From d0691d5aa0b16f654bc6595938f69691748494ed Mon Sep 17 00:00:00 2001
From: Chris Coutinho <chris@coutinho.io>
Date: Thu, 20 Nov 2025 12:00:47 +0100
Subject: [PATCH] feat: Switch files to use numeric IDs with file_path
 resolution
MIME-Version: 1.0
Content-Type: text/plain; charset=UTF-8
Content-Transfer-Encoding: 8bit

- scanner.py: Use file_info['id'] as doc_id instead of file_path
- scanner.py: Pass file_path in DocumentTask for content retrieval
- processor.py: Store file_path in Qdrant payload for later lookup
- context.py: Add _get_file_path_from_qdrant() to resolve file_id → file_path
- context.py: Update get_chunk_with_context() to handle file ID resolution

This makes the system resilient to file renames since file IDs are stable
identifiers in Nextcloud, while file paths can change.
---
 nextcloud_mcp_server/search/context.py   | 80 +++++++++++++++++++++++-
 nextcloud_mcp_server/vector/processor.py | 11 +++-
 nextcloud_mcp_server/vector/scanner.py   | 34 +++++-----
 3 files changed, 105 insertions(+), 20 deletions(-)

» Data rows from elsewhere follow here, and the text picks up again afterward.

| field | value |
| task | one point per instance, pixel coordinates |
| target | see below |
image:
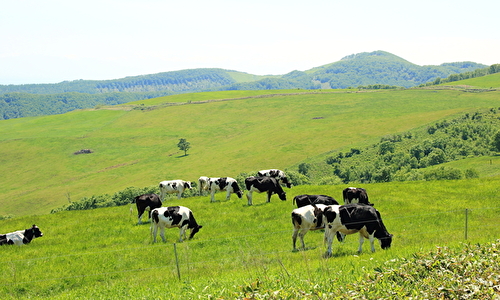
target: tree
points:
(184, 145)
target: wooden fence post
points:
(177, 262)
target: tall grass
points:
(103, 254)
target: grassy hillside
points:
(244, 251)
(486, 82)
(376, 68)
(137, 147)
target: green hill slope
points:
(361, 69)
(229, 134)
(244, 251)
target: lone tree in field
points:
(184, 145)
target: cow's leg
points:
(294, 238)
(249, 197)
(302, 233)
(361, 241)
(182, 233)
(162, 234)
(154, 231)
(140, 211)
(372, 240)
(328, 240)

diff --git a/nextcloud_mcp_server/search/context.py b/nextcloud_mcp_server/search/context.py
index 9f1b2d7..bc1b8e9 100644
--- a/nextcloud_mcp_server/search/context.py
+++ b/nextcloud_mcp_server/search/context.py
@@ -12,6 +12,68 @@ from nextcloud_mcp_server.client import NextcloudClient
 logger = logging.getLogger(__name__)
 
 
+async def _get_file_path_from_qdrant(
+    user_id: str, file_id: int, chunk_start: int, chunk_end: int
+) -> str | None:
+    """Resolve file_id to file_path by querying Qdrant payload.
+
+    Args:
+        user_id: User ID who owns the file
+        file_id: Numeric file ID
+        chunk_start: Character offset where chunk starts
+        chunk_end: Character offset where chunk ends
+
+    Returns:
+        File path string, or None if not found in Qdrant
+    """
+    try:
+        from qdrant_client.models import FieldCondition, Filter, MatchValue
+
+        from nextcloud_mcp_server.config import get_settings
+        from nextcloud_mcp_server.vector.qdrant_client import get_qdrant_client
+
+        qdrant_client = await get_qdrant_client()

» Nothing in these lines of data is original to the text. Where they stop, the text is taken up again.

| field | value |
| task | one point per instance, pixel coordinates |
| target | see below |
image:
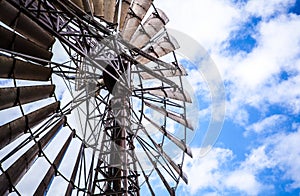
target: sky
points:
(255, 45)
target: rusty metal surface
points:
(45, 183)
(24, 25)
(13, 96)
(124, 10)
(109, 10)
(171, 137)
(154, 23)
(176, 117)
(15, 42)
(98, 8)
(132, 21)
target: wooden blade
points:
(45, 183)
(170, 136)
(12, 17)
(98, 8)
(14, 68)
(151, 27)
(15, 42)
(109, 10)
(124, 11)
(180, 71)
(134, 17)
(176, 117)
(14, 129)
(10, 97)
(159, 48)
(175, 93)
(170, 190)
(18, 169)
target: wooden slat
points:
(45, 183)
(98, 8)
(19, 168)
(14, 68)
(180, 71)
(176, 117)
(74, 173)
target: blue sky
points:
(256, 46)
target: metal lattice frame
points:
(114, 169)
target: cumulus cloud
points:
(269, 124)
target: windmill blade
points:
(109, 10)
(163, 154)
(146, 177)
(14, 68)
(12, 130)
(175, 93)
(124, 10)
(134, 17)
(179, 71)
(45, 183)
(149, 29)
(18, 169)
(13, 96)
(172, 138)
(163, 46)
(15, 42)
(12, 17)
(98, 8)
(176, 117)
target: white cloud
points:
(209, 21)
(272, 122)
(265, 8)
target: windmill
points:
(124, 97)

+        settings = get_settings()
+
+        # Query for the specific chunk
+        scroll_result = await qdrant_client.scroll(
+            collection_name=settings.get_collection_name(),
+            scroll_filter=Filter(
+                must=[
+                    FieldCondition(key="user_id", match=MatchValue(value=user_id)),
+                    FieldCondition(key="doc_id", match=MatchValue(value=file_id)),
+                    FieldCondition(key="doc_type", match=MatchValue(value="file")),
+                    FieldCondition(
+                        key="chunk_start_offset", match=MatchValue(value=chunk_start)
+                    ),
+                    FieldCondition(
+                        key="chunk_end_offset", match=MatchValue(value=chunk_end)
+                    ),
+                ]
+            ),
+            limit=1,
+            with_payload=["file_path"],
+            with_vectors=False,
+        )
+
+        if scroll_result[0]:
+            point = scroll_result[0][0]
+            file_path = point.payload.get("file_path")
+            if file_path:
+                logger.debug(f"Resolved file_id {file_id} to file_path {file_path}")
+                return str(file_path)
+
+        logger.warning(
+            f"Could not find file_path in Qdrant for file_id {file_id}, "
+            f"chunk [{chunk_start}:{chunk_end}]"
+        )
+        return None
+
+    except Exception as e:
+        logger.error(f"Error querying Qdrant for file_path: {e}", exc_info=True)
+        return None
+
+
 @dataclass
 class ChunkContext:
     """Expanded chunk with surrounding context and position markers.
@@ -64,7 +126,7 @@ async def get_chunk_with_context(
     Args:
         nc_client: Authenticated Nextcloud client
         user_id: User ID who owns the document
-        doc_id: Document ID (note ID or file path)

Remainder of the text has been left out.